New skinny skyscraper set to rise in Midtown Manhattan
Manhattan’s 57th Street continues its ascent as New York City’s new gold coast with a skinny skyscraper unveiled by SHoP Architects and JDS Development. SHoP most recently celebrated the groundbreaking of another skyscraper for JDS along the East River, but has now been tapped to build a lean, luxury high-rise on West 57th Street that could climb to a whopping 1,350 feet tall.
[Images Courtesy SHoP.]
If built, the condo tower would stand 100 feet taller than the Empire State Building. The Wall Street Journal reported that while developers JDS Development and Property Markets Group will not comment on whether financing has been secured, they have already presented plans to the Landmarks Preservation Commission.
Stepping back from the street as it rises, the quarter-mile-high skyscraper will emulate steps and be clad in bronze-and-white terra-cotta stripes. SHoP partner Vishaan Chakrabarti told the Journal that the materials would create an effect that “sparkles during the day and has a soft glow at night.” The developers were able to add height to the building by purchasing air rights from other properties in the vicinity.
Elsewhere on 57th Street, BIG is building a pyramidal “court-scraper,” Raphael Viñoly has designed the 1,380-foot-tall 432 Park Tower, Christian de Portzamparc’s One57 tower is nearing completion, Cetra Ruddy has designed an ultra-skinny 51 story tower, and SOM’s Roger Duffy is planning a prismatic, 57-story tower. Chicago’s skyscraper experts, Adrian Smith + Gordon Gill, have also been tapped to design a skyscraper near 57th and Broadway, but no design has been released.

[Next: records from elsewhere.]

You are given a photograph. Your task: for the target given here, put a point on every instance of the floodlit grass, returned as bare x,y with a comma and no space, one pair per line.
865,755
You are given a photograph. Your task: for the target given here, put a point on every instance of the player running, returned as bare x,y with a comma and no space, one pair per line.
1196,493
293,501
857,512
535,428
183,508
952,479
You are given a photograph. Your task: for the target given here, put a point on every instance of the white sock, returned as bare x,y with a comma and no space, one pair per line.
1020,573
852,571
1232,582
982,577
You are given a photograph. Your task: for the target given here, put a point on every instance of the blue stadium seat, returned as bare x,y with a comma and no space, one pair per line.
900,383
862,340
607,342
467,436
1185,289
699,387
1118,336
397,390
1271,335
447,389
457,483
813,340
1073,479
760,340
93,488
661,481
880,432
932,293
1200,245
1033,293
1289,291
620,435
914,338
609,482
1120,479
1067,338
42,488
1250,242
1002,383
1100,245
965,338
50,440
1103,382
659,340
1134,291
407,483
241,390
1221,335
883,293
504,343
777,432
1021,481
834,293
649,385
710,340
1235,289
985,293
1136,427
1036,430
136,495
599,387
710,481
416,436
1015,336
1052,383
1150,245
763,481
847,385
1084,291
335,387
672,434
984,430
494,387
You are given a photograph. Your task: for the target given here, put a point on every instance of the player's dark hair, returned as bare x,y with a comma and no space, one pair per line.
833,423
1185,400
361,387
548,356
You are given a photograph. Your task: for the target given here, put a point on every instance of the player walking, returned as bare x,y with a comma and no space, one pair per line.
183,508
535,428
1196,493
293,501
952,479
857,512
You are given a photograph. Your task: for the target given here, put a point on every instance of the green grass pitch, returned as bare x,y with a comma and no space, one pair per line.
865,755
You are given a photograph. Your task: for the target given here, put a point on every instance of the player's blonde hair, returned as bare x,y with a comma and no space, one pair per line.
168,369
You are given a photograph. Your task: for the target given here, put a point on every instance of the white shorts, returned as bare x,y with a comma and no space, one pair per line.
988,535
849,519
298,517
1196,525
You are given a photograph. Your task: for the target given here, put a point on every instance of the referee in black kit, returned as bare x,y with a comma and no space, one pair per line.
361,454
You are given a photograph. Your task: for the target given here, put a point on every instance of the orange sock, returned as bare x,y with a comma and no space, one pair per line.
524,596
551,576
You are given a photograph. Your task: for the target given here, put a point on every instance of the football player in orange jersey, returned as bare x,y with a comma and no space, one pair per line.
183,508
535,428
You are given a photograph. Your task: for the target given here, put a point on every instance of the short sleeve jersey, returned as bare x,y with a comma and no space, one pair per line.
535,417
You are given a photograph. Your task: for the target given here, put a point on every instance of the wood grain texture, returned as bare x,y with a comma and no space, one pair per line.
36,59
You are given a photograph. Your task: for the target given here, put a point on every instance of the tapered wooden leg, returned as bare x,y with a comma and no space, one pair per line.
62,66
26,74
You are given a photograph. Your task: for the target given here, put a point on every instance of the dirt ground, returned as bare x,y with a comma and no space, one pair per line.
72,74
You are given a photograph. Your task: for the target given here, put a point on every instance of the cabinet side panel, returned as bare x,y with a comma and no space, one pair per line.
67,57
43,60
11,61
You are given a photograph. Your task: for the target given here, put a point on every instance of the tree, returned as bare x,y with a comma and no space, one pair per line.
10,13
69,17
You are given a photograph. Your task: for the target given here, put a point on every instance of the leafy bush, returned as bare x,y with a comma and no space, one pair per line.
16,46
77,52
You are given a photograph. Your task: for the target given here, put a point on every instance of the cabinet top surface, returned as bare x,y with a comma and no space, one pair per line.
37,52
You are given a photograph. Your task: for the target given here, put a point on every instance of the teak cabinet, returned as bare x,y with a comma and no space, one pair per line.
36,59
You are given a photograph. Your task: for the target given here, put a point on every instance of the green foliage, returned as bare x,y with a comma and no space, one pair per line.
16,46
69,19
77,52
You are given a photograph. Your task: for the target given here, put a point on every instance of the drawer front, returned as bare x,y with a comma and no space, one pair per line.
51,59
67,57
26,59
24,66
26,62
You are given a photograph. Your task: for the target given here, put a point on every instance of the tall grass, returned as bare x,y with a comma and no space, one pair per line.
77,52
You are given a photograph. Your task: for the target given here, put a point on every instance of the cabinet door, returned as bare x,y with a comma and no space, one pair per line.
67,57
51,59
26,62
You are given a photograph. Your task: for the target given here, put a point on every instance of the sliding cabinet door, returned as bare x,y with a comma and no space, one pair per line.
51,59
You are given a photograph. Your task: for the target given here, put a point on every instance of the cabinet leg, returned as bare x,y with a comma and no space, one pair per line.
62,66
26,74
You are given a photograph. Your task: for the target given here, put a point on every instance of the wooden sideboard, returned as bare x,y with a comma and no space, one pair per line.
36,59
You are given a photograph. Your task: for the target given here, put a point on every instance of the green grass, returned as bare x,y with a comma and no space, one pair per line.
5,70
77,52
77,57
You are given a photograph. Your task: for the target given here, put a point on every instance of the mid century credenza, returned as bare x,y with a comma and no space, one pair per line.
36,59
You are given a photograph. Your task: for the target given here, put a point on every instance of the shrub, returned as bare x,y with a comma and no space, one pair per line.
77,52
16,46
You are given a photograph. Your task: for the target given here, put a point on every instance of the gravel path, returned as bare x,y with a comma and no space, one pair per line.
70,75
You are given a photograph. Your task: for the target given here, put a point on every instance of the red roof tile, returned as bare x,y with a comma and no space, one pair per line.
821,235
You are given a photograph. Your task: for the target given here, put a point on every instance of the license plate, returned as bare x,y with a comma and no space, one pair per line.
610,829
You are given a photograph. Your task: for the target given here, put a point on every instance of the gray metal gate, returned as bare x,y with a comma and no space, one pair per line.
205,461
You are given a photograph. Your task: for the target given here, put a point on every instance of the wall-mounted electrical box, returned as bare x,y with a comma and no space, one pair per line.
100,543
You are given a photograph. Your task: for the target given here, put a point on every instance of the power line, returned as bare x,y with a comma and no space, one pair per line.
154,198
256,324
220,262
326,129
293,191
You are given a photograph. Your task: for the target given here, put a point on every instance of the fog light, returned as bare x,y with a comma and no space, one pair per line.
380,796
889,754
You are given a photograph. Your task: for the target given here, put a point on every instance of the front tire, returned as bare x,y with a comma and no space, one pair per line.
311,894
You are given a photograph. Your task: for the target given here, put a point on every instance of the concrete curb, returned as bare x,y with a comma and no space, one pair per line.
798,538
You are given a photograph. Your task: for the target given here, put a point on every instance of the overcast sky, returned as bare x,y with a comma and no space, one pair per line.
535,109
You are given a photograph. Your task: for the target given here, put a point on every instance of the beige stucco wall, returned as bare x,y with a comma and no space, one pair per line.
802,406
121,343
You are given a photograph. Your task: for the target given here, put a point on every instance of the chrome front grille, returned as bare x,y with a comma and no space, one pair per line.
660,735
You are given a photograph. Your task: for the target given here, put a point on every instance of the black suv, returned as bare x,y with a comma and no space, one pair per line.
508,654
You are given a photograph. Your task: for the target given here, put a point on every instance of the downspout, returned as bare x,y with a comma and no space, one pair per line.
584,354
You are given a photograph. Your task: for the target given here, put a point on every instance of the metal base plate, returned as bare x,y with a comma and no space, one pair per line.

The Landmarks Preservation Commission just gave JDS the green light to build its sinewy tower. The building will be set back to respect its landmarked neighbor, the Steinway Building. JDS will also take over a portion of the adjacent lot belonging to the historic structure.
Another proposed development on 57th Street, the Smith + Gorden Gill-designed tower, has been met with resistance from local residents. The Commission decided to approve the controversial project, much to the chagrin of the local community board and several historic preservation groups. Opponents of the building have expressed their concern that the cantilever tower will over shadow the French Renaissance style Art Student League.
JDS said it hopes to break ground by 2014.